РАПП же являлся именно профессиональной организацией. При этом крайне агрессивно претендовала на то же, что и ЛЕФ, – на статус официальной культуры.

Как это чаще всего случается, лидер и идеолог РАППа Леопольд Авербах ни с какой стороны не принадлежал к рабочему классу. Родился он в 1903 году во вполне обеспеченной буржуазной семье – и ни на заводе, ни в поле не работал не единого часа. Являясь родственником видного большевика Якова Свердлова, он сразу начал трудовую деятельность с комсомольских вожаков, быстро угодив в аппарат Коммунистического интернационала молодежи.

Это очень симптоматично. КИМ являлся структурой, которая получала от советской власти изрядные средства, но так и осталось непонятным – что же она сделала полезного? Хотя бы для мировой революции. Эта организация, пожалуй, больше всех была заинтересована в том, чтобы в обществе господствовала ультрареволюционная идеология. КИМ и «старший брат» Коминтерн изо всех сил старались поднимать как можно больше шума вокруг «классовой борьбы». Это была фабрика по созданию имитации бурной деятельности. Авербах, выйдя из подобной конторы, стал применять те же принципы и в литературе.

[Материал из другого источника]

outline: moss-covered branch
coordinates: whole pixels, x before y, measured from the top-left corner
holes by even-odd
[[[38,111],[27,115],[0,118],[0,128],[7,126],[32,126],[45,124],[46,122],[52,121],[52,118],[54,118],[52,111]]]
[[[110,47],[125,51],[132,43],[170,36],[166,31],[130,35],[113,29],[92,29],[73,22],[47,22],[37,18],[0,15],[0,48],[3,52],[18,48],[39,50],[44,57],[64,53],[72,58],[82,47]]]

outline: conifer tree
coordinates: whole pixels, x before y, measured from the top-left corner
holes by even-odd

РАПП, в отличие от большинства других групп двадцатых годов, являлся массовой организацией. Отделения Ассоциации появились практически во всех крупных городах. Количество, правда, не перешло в качество. Из имен, оставшихся в истории литературы, можно назвать только Александра Фадеева и Демьяна Бедного. А остальные… Я снова возвращаюсь к теме «профсоюзной литературы». С РАППом она связана непосредственно. По сути, Ассоциация являлась объединением профессиональных халтурщиков, которые рвали на груди рубаху на тему, что являются пролетарскими писателями. А значит, самыми-самыми.

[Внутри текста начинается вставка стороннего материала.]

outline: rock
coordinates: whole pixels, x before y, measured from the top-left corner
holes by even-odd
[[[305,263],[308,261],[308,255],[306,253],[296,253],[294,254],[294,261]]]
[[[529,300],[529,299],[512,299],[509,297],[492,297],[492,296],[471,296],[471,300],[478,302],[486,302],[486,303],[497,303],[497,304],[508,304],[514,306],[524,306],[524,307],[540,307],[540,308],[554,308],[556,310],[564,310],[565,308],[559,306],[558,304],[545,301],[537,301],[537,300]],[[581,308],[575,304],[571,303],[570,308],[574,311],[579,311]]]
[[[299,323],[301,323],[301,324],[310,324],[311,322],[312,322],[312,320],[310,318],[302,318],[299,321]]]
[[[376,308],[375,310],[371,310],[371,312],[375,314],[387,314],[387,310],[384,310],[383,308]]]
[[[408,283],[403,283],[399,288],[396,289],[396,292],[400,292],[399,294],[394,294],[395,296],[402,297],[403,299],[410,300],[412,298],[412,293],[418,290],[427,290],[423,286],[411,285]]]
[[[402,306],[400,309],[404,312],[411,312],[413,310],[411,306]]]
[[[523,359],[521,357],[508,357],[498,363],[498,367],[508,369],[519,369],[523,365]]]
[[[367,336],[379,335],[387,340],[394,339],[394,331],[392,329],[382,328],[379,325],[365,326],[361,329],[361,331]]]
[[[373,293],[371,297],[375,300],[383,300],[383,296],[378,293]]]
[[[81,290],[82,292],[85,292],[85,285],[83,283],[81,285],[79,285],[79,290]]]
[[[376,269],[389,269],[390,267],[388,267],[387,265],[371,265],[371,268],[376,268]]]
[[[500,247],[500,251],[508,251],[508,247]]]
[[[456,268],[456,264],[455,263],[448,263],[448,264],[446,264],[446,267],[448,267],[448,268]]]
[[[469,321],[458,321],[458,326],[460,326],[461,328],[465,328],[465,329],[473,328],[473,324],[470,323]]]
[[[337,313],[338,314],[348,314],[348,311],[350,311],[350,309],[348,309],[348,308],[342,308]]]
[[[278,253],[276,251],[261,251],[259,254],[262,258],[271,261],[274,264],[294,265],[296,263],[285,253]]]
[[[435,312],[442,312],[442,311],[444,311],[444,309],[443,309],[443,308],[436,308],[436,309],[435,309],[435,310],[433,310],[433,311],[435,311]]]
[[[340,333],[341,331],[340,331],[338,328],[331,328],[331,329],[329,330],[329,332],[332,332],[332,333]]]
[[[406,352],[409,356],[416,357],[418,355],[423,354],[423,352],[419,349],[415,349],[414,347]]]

Иногда приходится встречать утверждения, что РАПП был чуть ли не официальной партийной организацией. Это не так. Другое дело, что благодаря личным связям Авербаха и ряда других лидеров РАППа многие партийные деятели им сочувствовали и помогали. Но и у ЛЕФа были связи наверху. Да и у многих других тоже.

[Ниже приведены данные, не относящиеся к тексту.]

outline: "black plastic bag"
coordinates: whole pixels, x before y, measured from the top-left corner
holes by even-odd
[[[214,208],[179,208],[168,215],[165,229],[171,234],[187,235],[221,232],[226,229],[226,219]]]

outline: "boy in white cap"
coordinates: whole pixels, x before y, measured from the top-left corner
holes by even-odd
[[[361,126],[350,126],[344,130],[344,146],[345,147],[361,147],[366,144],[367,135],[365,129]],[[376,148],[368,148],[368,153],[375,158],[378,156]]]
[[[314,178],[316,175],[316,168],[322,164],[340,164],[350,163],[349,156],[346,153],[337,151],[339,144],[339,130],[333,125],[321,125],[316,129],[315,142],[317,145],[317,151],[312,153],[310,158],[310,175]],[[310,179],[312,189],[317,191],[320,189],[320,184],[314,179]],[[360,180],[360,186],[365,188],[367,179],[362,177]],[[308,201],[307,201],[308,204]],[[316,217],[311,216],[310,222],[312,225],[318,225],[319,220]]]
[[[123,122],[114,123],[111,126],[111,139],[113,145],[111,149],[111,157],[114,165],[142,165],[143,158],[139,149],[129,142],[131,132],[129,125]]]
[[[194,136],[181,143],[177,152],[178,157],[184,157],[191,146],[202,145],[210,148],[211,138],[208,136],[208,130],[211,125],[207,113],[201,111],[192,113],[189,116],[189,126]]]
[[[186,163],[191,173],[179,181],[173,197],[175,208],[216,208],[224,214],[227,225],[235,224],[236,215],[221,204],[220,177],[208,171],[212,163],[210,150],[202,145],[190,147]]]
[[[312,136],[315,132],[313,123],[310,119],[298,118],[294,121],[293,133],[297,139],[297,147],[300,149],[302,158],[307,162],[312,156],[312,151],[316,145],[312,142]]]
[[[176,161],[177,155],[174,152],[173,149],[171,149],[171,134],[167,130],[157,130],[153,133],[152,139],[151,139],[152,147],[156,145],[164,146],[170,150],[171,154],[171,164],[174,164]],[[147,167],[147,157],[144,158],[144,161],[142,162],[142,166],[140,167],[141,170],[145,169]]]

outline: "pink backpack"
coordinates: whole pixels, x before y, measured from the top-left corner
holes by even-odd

РАПП придерживался старого принципа: нахальство – второе счастье. Главный журнал Ассоциации «На посту» (потом – «На литературном посту») вещал с непререкаемостью, создававшей впечатление, что они являются самыми главными. Кстати, большевики еще в двадцатых за это крупно давали Авербаху по мозгам – именно за то, что он и его товарищи вещают от имени партии. Но он не успокаивался.

Как и все тогдашние литературные группы, РАПП действовал по принципу «Мочи чужих, хвали своих». Отличие было в том, что благодаря своей массовости и иллюзии «поддержки в верхах» критика Ассоциации доставляла не только моральные неприятности. После их статей для авторов закрывались двери издательств, снимались пьесы в театрах. Так, на всякий случай. Главной темой в рапповской критике была именно «классовая». То есть всех, «кто не они», пролетарские писатели обвиняли в неправильной классовой позиции. Качество произведений никого не волновало. РАПП с наглостью танка старался стать монополистом. И чуть было не стала. Но это случилось позже. А в двадцатых годах РАПП являлся своеобразным мощным «силовым полем». Сама Ассоциация ничего особо ценного не дала, но повлияла на очень многое.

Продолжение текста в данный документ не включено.